Humans learn to solve complex problems and uncover underlying concepts and relations given limited, noisy or inconsistent observations and draw successful generalizations based on them. This rests largely on the poverty of the stimulus argument, or what is sometimes called Plato’s problem: “How do we know so much when the evidence available to us is so meagre?”
In contrast, the success of today’s data-driven machine learning models is often strongly correlated with the amount of available high quality labeled data and teaching machines using imperfect supervision remains a key challenge. In practice, however, for many applications, large-scaled high-quality training data is not available, which highlights the increasing need for building models with the ability to learn complex tasks with imperfect supervision, i.e., where the learning process is based on imperfect training samples.

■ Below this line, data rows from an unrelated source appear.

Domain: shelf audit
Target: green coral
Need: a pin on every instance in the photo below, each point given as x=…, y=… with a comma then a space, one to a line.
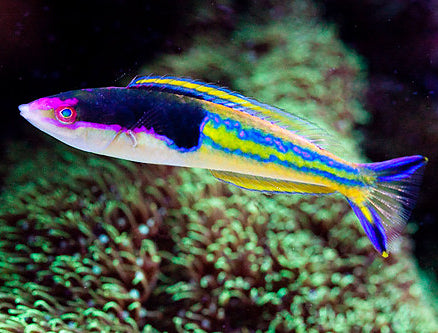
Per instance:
x=97, y=244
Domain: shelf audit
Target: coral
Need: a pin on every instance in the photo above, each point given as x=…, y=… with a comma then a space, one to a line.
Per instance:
x=96, y=244
x=77, y=242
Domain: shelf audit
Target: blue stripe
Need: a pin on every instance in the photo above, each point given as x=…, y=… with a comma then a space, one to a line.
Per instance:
x=281, y=146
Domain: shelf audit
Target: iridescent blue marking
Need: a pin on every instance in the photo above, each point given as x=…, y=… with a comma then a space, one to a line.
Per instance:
x=268, y=140
x=274, y=159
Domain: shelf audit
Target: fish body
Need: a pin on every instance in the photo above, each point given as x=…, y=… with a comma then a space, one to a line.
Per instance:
x=246, y=143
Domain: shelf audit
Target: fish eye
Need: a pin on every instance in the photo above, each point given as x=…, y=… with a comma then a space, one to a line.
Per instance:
x=65, y=114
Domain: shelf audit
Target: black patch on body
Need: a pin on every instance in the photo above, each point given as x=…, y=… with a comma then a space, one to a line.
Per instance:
x=175, y=117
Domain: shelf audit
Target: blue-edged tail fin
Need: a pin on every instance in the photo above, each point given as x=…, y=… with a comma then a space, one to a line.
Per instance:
x=387, y=202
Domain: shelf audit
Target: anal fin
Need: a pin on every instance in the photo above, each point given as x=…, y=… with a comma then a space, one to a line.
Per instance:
x=270, y=185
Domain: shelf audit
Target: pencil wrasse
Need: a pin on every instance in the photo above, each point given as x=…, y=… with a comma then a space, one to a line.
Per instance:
x=175, y=121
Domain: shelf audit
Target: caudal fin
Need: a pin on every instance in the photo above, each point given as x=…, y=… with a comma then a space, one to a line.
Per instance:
x=388, y=201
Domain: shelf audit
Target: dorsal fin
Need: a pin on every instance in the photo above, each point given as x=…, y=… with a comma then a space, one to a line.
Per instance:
x=222, y=96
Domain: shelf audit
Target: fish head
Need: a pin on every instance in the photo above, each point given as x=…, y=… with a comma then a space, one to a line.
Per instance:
x=66, y=117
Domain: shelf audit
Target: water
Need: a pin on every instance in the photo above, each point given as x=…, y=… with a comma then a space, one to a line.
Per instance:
x=214, y=258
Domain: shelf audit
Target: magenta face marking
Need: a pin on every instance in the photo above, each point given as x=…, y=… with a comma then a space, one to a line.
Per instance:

When designing learning algorithms, pure data-driven learning, which relies only on previous experience, does not seem to be able to learn generalizable solutions. Similar to human’s innately primed learning, having part of the knowledge encoded in the learning algorithms in the form of strong or weak biases, can help learning solutions that better generalize to unseen samples.
In this thesis, we focus on the problem of the poverty of stimulus for learning algorithms. We argue that even noisy and limited signals can contain a great deal of valid information that can be incorporated along with prior knowledge and biases that are encoded into learning algorithms in order to solve complex problems. We improve the process of learning with imperfect supervision by (i) employing prior knowledge in learning algorithms, (ii) augmenting data and learning to learn how to better use the data, and (iii) introducing inductive biases to learning
algorithms . These general ideas are, in fact, the key ingredients for building any learning algorithms that can generalize beyond (imperfections in) the observed data.
We concentrate on language understanding and reasoning, as one of the extraordinary cognitive abilities of humans, as well as a pivotal problem in artificial intelligence. We try to improve the learning process, in more principled ways than ad-hoc and domain or task-specific tricks to improve the output. We investigate our ideas on a wide range of sequence modeling and language understanding tasks.
And here are the slides of the layman talk I gave at the start, and this is a photo from the day 🙂
About the cover
The cover is part of a painting by Reza Sedighian that was presented in the Nuance exhibition in the Emkan gallery on May 4-14, 2018.
Nuance (Fr. nuer — to shade) means shade of color or meaning, “a delicate variation“.
We live in a world where subtlety and nuance tend to be overwhelmed by visual, auditory and ideological noise. In this world, we want to escape our own confines.
This is not to find a respite from the noise, but in order to awaken from it.